We don’t need no banking system
This week, the Reserve Bank of India is expected to come out with concept guidelines for peer-to-peer lending, which is one of the fastest growing borrowing systems in the world. An idiot’s guide to P-to-Pbusiness Updated: Apr 27, 2016 12:15 IST
This week, the RBI is expected to come out with concept guidelines for peer-to-peer lending, which is one of the fastest growing borrowing systems in the world. HT gives you a lowdown:
What is peer-to-peer (P2P) lending? Where did it start?
P2P lending is the concept that links borrowers to many individual lenders over online platforms circumventing the need for a bank. It is called marketplace lending as it brings borrowers and lenders on one platform.
This concept originated in the United Kingdom in 2005, with the founding of Zopa, now one of the biggest P2P lenders in the world. P2P lending gained prominence after the global financial crisis as banks became reluctant to give out loans to individuals.
How is P2P lending different from crowd-funding?
P2P lending is a type of crowd-funding, which relies on many small individual lenders, who choose projects they want to invest in. In addition, P2P lending carries interest rates and repayment clauses. P2P lending is thus categorised as “lending-based crowd-funding” or “debt-based crowdfunding”.
How does it work?
Suppose you want to start a new business and cannot convince the banks to give you a loan of Rs 5 lakh. You log on to a P2P lending website such as Lendbox or Faircent in India. You submit your proposal with the amount of funds required, your expected rate of interest and the time in which you will want to repay the loan.
Lenders registered on the website will be able to see your proposal and will be able to chip in with amounts such as Rs 10,000. Your probability of getting investors is higher if you offer to pay a higher interest rate. On Tuesday, the average interest rate on Faircent was 23.32%.
P2P lenders net a commission on every transaction that take place on their portal.
Why is it suddenly in the news?
Because P2P lending is unregulated in India and the recent case of Chinese P2P lender Ezubao being charged with operating a “ponzi scheme” to dupe 1 million investors has raised questions over how the sector can be monitored.
After the recent monetary policy review Raghuram Rajan said “there is a regulatory gap here (in P2P lending)”. He added that though volumes were small they can expand quickly – similar to China where at least one scheme has gone off track. “This impells us to move faster on this. Before they get big, let us understand what needs to be done,” Rajan has said.
Is P2P lending unregulated across the world?
No. The US was the first country to start regulating the sector in 2008. By 2015 many developed countries including UK, Germany, Spain and Lithuania had regulations in place. P2P lending is banned in countries such as Japan and Israel, while it is unregulated in Brazil, South Korea and Egypt.
Regulations involve mandating reserve requirements for P2P lenders to cover for default and capping of maximum size of loans.

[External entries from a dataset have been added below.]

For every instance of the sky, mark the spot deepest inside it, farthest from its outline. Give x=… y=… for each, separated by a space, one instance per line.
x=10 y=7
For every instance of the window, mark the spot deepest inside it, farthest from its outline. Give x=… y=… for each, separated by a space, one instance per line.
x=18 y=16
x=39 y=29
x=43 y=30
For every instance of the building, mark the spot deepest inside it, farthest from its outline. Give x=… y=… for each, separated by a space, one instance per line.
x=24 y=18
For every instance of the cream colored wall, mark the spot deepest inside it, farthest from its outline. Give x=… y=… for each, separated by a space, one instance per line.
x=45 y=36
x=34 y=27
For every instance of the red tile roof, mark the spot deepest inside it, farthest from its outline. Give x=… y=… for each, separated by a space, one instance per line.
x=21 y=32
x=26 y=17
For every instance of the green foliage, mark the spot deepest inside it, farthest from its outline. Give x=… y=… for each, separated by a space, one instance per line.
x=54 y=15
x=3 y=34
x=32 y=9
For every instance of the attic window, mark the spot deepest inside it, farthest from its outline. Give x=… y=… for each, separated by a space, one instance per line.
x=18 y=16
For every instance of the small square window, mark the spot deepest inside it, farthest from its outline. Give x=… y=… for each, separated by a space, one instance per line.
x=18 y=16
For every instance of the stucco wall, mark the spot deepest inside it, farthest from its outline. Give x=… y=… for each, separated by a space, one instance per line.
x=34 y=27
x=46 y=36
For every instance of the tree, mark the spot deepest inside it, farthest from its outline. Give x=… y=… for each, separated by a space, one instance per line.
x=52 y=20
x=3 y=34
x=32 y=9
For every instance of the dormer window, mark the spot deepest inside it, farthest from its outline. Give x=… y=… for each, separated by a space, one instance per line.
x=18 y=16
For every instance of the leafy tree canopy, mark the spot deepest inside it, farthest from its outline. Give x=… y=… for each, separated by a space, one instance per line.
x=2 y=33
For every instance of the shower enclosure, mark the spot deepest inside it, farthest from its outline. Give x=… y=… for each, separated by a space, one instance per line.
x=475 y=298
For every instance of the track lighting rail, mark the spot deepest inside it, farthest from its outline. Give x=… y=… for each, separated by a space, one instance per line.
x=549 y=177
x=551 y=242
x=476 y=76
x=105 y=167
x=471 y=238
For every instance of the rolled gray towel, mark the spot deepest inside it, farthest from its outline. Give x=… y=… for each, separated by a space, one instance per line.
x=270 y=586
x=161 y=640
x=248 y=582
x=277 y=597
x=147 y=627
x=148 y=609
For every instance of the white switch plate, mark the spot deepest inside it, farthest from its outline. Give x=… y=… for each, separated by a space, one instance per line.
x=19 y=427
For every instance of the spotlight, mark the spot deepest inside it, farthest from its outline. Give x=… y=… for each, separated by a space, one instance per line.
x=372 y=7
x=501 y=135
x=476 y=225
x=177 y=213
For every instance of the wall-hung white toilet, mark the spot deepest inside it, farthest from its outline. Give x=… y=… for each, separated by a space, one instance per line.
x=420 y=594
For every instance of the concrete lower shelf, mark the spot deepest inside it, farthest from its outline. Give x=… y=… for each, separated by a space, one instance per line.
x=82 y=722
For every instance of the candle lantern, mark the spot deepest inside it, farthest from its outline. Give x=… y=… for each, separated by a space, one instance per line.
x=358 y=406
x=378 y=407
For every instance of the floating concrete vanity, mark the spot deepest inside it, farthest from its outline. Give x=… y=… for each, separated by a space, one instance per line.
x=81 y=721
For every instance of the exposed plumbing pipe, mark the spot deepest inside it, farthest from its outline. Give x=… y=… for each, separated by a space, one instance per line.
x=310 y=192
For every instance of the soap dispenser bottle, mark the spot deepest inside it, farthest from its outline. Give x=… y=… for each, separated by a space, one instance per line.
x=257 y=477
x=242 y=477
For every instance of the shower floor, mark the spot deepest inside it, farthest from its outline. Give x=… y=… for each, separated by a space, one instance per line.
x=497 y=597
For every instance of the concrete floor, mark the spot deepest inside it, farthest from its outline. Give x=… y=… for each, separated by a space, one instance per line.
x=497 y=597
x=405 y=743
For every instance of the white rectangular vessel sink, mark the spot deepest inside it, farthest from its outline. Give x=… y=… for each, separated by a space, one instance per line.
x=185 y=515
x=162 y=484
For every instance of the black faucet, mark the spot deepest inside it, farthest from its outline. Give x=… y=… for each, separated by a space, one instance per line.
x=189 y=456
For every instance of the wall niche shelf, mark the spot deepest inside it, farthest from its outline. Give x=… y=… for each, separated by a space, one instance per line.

After the Ezubao scam, China also released draft regulations for P2P lending that required lenders to register with the government and disclose all financials. The rules also sought banned the use of foreign funds by P2P companies.
What are the issues with P2P lending?
Securities and Exchange Board of India (Sebi) noted in its 2014 consultation paper on crowdfunding noted that “in P2P lending, there is no investor protection to cover defaults” and “retail investors, who do not have the capacity to absorb defaults, may lose significant proportions of their investments”.
The issue of who will regulate P2P lending also persists. The paper noted that since P2P lending does not generally involve direct issuance of securities, its regulation may fall under the purview of RBI. The central bank has meanwhile said that either it or Sebi will have to be the regulator. This will become clear once the RBI issues its draft guideline on Saturday.